A man charged with killing his grandchildren's mother in November 2012 is set for trial in August in a first-degree murder case in Coffee County, Tenn.

Michael L. Curtis -- now 50 and charged in the Nov. 26, 2012, slaying of the 23-year-old mother, Kayla D. Qualls -- faces an Aug. 25 trial date on the murder charge, according to Coffee County Circuit Court records and District Attorney Mickey Layne's office.

Curtis' lawyer, assistant public defender Jess Stockwell, declined comment on the case.

"At this point, we are waiting for any motions to be filed by the defense," assistant district attorney Kristy West said Tuesday. She and lead assistant district attorney Ken Shelton are prosecuting the case.

No defense motions have been filed, West said.

Curtis was arrested Nov. 28, 2012, following a search of the home in Tullahoma he shared with his son, Nick, the father of Qualls' two children.
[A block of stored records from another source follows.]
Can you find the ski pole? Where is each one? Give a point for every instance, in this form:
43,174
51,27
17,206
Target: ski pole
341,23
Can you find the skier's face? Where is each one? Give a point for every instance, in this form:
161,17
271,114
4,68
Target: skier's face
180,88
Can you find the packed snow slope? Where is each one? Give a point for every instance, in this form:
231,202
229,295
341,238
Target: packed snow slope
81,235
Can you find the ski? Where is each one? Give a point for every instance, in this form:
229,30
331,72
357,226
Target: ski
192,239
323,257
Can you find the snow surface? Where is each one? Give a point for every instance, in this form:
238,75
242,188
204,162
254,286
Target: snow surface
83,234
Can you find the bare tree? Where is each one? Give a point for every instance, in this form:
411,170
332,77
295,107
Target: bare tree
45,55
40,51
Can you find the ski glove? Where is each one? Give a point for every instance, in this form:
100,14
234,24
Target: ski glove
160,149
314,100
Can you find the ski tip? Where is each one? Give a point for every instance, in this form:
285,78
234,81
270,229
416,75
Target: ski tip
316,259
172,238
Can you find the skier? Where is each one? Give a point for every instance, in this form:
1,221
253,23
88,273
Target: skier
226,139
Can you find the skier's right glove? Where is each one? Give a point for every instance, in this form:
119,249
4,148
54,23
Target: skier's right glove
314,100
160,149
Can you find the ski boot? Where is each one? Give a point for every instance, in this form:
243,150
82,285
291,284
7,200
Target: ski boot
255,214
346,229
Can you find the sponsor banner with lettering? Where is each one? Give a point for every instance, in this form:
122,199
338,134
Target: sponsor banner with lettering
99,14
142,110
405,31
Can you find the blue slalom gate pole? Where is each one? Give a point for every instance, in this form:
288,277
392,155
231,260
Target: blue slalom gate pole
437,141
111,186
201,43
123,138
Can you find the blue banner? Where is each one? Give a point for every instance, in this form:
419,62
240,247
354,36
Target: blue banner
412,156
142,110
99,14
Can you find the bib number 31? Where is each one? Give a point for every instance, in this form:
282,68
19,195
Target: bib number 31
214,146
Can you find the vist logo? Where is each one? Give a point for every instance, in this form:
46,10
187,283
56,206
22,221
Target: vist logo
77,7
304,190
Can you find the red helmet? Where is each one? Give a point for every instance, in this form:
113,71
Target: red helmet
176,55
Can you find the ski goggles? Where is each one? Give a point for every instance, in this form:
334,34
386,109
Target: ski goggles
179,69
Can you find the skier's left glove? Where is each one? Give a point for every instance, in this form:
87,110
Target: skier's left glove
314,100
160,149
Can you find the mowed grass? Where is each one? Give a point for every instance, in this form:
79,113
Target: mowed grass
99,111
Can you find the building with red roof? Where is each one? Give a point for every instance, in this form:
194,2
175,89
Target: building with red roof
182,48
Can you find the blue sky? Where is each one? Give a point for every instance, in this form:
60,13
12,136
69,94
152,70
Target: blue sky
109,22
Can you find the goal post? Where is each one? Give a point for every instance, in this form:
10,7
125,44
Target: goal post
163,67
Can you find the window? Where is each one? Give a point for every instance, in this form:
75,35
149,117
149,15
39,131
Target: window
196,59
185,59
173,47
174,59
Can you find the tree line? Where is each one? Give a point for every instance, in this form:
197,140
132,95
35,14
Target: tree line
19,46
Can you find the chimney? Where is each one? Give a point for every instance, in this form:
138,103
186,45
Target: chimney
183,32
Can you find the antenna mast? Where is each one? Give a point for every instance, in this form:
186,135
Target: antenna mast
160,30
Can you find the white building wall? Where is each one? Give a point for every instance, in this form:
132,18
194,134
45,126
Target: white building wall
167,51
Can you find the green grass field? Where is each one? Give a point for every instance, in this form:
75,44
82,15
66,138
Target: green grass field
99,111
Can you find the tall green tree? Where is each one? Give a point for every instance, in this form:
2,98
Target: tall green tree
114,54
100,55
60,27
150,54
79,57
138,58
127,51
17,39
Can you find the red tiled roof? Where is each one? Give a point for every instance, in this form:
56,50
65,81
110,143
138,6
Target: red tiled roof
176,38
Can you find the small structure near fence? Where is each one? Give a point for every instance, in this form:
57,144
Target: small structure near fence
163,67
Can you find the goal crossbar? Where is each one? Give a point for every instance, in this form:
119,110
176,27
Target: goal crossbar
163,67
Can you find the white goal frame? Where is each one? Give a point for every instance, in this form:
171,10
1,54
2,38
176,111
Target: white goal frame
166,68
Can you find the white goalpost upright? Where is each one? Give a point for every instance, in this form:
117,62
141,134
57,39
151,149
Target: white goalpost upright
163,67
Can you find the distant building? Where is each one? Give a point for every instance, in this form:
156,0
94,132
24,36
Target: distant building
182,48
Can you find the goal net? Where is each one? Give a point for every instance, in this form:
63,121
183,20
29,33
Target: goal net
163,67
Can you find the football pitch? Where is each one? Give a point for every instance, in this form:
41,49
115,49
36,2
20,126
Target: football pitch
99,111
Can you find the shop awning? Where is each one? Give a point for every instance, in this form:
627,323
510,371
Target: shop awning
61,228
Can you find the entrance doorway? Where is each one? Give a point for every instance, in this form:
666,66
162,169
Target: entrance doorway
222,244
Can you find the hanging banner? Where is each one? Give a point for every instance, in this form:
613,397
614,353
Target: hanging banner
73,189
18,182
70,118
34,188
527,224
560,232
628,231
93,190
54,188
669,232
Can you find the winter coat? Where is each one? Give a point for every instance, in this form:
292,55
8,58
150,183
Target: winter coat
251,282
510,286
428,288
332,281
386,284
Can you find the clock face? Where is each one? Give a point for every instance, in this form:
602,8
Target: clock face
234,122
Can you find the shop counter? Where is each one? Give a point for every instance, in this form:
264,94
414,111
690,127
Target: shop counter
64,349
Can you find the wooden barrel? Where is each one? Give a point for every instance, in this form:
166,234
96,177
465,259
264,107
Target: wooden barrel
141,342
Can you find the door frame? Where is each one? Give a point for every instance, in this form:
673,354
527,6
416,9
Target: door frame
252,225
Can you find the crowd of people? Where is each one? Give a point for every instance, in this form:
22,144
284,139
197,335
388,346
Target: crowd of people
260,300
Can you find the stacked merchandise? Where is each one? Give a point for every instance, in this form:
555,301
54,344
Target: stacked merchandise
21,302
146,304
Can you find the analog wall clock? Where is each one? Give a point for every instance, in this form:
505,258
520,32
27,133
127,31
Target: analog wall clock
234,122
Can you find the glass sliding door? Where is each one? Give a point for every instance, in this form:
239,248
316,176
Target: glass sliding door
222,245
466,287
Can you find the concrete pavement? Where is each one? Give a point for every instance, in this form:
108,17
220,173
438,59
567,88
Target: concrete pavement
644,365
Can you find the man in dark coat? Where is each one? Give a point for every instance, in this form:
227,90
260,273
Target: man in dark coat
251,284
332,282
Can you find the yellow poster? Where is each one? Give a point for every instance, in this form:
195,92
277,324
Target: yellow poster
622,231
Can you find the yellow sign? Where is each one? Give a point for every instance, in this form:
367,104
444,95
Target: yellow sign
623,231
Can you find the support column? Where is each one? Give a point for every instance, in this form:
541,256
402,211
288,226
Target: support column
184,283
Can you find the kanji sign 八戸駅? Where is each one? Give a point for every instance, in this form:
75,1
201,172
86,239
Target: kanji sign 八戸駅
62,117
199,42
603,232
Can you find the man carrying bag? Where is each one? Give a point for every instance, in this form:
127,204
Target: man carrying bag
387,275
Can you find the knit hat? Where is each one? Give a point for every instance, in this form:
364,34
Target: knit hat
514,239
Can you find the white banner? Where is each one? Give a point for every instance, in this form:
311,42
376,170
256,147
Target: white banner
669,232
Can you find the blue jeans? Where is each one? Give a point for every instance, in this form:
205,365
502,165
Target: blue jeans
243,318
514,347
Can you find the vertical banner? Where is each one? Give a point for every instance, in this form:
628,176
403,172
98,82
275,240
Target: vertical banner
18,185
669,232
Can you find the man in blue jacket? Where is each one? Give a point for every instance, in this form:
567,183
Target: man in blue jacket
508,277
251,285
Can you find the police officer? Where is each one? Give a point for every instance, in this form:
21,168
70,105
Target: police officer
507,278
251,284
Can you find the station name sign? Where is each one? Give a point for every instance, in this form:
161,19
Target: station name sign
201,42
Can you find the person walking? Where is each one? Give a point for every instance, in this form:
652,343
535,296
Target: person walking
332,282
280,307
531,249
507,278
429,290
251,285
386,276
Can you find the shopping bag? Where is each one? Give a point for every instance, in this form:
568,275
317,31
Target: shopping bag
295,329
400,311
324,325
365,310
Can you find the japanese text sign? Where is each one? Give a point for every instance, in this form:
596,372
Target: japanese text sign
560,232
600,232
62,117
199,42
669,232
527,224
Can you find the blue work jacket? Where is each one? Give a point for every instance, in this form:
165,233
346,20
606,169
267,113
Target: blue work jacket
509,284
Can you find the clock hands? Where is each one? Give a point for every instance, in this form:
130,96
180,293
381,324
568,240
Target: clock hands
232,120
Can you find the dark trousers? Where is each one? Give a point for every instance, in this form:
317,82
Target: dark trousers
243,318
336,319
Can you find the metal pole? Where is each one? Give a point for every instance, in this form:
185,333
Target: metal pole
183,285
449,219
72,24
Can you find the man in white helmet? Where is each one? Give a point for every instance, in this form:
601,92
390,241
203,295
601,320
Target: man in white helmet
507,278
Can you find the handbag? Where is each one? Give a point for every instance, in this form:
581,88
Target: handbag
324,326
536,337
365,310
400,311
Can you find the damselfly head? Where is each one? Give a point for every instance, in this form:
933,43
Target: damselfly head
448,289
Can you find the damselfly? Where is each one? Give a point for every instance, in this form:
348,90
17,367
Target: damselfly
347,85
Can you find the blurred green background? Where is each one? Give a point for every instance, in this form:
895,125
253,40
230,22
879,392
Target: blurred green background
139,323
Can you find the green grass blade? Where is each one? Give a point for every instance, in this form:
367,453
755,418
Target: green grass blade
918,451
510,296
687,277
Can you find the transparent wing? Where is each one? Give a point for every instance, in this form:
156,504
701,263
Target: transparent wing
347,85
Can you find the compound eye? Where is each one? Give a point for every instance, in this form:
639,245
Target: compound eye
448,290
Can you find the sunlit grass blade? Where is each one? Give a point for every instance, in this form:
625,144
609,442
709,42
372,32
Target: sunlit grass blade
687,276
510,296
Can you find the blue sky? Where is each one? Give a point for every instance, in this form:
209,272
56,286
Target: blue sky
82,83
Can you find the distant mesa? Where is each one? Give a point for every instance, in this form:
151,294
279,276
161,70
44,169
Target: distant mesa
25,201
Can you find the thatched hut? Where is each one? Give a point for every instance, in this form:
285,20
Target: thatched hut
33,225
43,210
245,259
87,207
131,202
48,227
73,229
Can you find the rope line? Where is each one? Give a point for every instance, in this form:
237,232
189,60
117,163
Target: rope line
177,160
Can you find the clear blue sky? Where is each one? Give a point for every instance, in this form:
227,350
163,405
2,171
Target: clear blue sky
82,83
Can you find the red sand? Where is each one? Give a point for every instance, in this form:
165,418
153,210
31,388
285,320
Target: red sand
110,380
She was a 2007 Moore County High School graduate, last seen alive the morning of her slaying.

According to testimony in a preliminary hearing last March, Qualls went to pick up her children from Curtis' home on General Street in Tullahoma where he lived with his son and father of the children, Nick Curtis, the Tullahoma News reported.

In a videotaped statement, Quall's then-4-year-old son told investigators that his grandfather "hit mama and knocked her down and choked her," the report states. Curtis then sent the child to his room.

During questioning, Curtis said that Qualls put her finger on his nose when he told her that he didn't want her boyfriend correcting his grandchildren, a district attorney's office investigator testified last March.

The investigator testified that Curtis said Qualls then spit in his face and that the grandfather "went off and killed her."

Curtis struck Qualls several times, choked her and dragged her to the back porch where he struck her four or five more times with a baseball bat.

Curtis then put Qualls into her 2000 Ford Explorer and drove her to a wooded area on Spring Creek Road in Franklin County, Tenn., where he left her body and vehicle, according to testimony last March.

Authorities say a pair of hunters came upon the grisly scene on Nov. 26, 2012.

Nick Curtis, named early on as a "person of interest," was not charged in connection with Qualls' killing, but he was charged recently with filing a false report for allegedly lying to police during the investigation of his father. West said Nick Curtis faces a court appearance on that charge this week.